Liebe Unterstützer*innen für den Erhalt des SEZ,
anlässlich des geplanten Komplettabrisses des SEZ ruft unsere Bürgerinitiative "SEZ für alle!" zu einer großen Demo auf. Zur Anhörung benötigen wir einen größeren Saal und brauchen dafür Unterstützung. Außerdem gibt es eine neue Architekturstudie, die zeigt, dass der Kompletterhalt des SEZ und Wohnungsbau sich nicht ausschließen. Zu guter letzt habe ich noch einen Brief von Gemeingut in BürgerInnenhand angefügt.
1) Demo
Freundliche Erinnerung: 21.2. - SEZ retten - Abriss jetzt stoppen! 🏗️❌🚧❌
Große Demonstration für den Erhalt des SEZ
Wann: Samstag, 21.02.2026, 14:00 Uhr
Wo: Vor dem SEZ, Landsberger Allee 77 / Ecke Danziger Straße, Berlin
Während im Berliner Abgeordnetenhaus noch über Abrissstopp, Sanierung und Nachnutzung beraten wird, hat die WBM angekündigt, ab dem 2. März mit dem Abriss des ikonischen Schwimmbadbereichs zu beginnen – deshalb ist unsere Demonstration am 21.2. so entscheidend.

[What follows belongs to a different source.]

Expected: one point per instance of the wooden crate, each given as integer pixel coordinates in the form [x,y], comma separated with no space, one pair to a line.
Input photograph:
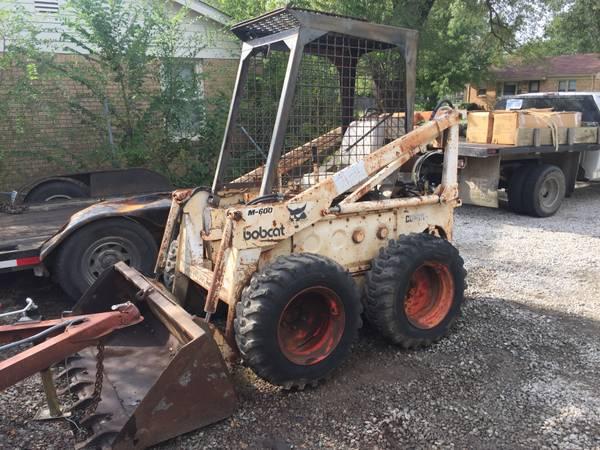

Kommt vorbei – jede Person zählt! Bringt gerne Geräte zum Krachmachen mit (Töpfe und Löffel sind z.B. sehr geeignet).
Wir freuen uns auf Günter Reiß (SEZ-Architekt), Monika List (ehemalige Mitarbeiterin im Polarium des SEZ), Dr. Gesine Lötzsch (Die Linke), Vasili Franco (MdA, B90/Die Grünen), Pedro Moreira (freischaffender Architekt und Mitglied des Arbeitskreises Denkmalschutz und Denkmalpflege der Architektenkammer Berlin), Carl Waßmuth (Gemeingut in BürgerInnenhand) und viele weitere UnterstützerInnen.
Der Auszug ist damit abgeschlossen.